Australian plans to dump nuclear waste in desert spark outrage
Neighbours of isolated sites in the Northern Territory have reacted angrily to plans to consider them as nuclear dumping grounds.Brendan Nelson, science minister for Australia's Federal Government, has announced three possible dump sites, all in desert areas of the territory.
The chosen site would be used for low-to-mid level nuclear waste such as medical and laboratory waste and processed waste from Australia's single nuclear reactor.
But residents of the independent-minded state, home to Uluru and Alice Springs, have voiced concerns that central politicians have simply looked at a map and decided the admittedly sparsely populated state is all desert and therefore a perfect place to dump waste from the coastal conurbations
Two of the proposed sites, Hart's Range and Mt Everard, are within a few hundred miles of Alice Springs while the other, Fisher's Ridge, is closer to the town of Katherine.
Dr Nelson has said a site must be chosen and up and running by 2011, to meet international treaty agreements on the storage of nuclear waste.
At a press conference on Friday, July 15 he told reporters that the planned dump would improve safety for people and the environment, not create an added risk.

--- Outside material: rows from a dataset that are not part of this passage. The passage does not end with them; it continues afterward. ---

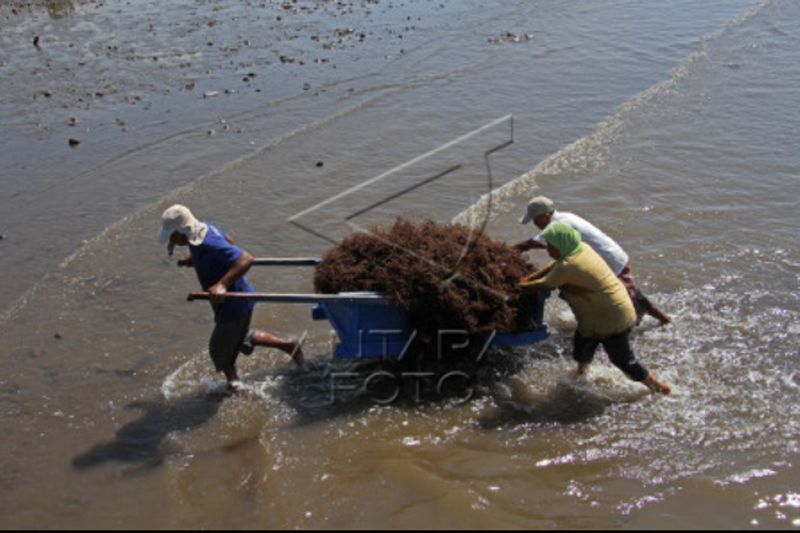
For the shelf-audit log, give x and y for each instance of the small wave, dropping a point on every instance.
(587, 153)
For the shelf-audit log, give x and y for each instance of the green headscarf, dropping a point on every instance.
(563, 237)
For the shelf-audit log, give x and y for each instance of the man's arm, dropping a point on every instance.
(237, 270)
(529, 244)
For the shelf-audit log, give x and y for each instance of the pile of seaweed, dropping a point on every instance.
(445, 276)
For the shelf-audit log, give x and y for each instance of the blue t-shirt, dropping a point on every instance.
(212, 259)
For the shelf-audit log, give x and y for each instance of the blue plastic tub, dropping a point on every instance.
(378, 328)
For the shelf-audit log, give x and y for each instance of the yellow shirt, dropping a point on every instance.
(598, 299)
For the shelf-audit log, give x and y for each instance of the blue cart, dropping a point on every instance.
(367, 324)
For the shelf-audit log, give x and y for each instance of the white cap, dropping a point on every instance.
(540, 205)
(179, 218)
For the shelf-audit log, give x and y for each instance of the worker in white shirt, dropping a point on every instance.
(541, 211)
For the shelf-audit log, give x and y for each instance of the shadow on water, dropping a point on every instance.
(139, 441)
(565, 404)
(344, 388)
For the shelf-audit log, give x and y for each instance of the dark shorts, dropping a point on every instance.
(618, 348)
(226, 342)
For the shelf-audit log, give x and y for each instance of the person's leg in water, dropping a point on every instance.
(618, 348)
(262, 338)
(641, 303)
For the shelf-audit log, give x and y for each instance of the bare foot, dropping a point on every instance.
(580, 371)
(297, 356)
(656, 386)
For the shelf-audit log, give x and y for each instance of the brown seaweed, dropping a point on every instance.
(447, 276)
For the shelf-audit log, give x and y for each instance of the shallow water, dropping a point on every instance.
(672, 127)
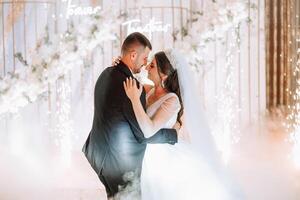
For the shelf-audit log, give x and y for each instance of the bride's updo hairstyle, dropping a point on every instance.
(171, 83)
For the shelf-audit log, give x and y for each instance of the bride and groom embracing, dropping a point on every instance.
(140, 143)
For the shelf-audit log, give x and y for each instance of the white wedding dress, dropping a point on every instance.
(175, 172)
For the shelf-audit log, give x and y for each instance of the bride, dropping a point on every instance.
(191, 169)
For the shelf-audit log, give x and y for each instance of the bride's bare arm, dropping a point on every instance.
(148, 125)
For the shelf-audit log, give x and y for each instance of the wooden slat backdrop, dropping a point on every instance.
(282, 24)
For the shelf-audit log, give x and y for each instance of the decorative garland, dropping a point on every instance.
(53, 59)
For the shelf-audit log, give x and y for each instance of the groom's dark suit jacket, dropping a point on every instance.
(116, 143)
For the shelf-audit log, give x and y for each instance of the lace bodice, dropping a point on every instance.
(164, 111)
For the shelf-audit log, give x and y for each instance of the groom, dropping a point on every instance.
(116, 145)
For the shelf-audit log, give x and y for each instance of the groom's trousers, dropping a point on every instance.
(115, 182)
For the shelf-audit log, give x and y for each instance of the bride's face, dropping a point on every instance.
(153, 72)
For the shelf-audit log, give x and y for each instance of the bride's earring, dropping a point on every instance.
(162, 84)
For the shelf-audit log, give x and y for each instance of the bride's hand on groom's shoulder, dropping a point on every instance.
(132, 90)
(116, 61)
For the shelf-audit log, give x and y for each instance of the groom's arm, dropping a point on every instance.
(161, 136)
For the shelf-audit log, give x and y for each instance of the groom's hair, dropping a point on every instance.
(135, 39)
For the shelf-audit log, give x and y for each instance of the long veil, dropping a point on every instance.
(194, 122)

"We want to make it absolutely clear to Australians that nuclear waste is stored in their suburbs, their hospitals, their universities, their factories," he said.
"There is an enormous amount of ad hoc-ery at the moment in Australia as to where it's stored and what we're proposing to do is to put it in relatively remote sites in the Northern Territory which are geologically and environmentally suited to a long-term storage facility.
"Unfortunately, as a federation, it doesn't matter where we choose to store the Australian government generated waste, there will be state and territory governments who will be totally opposed to it.
"The truth of it which needs to be understood is that every state and territory government in this country currently has low-level and intermediate level waste which it is storing."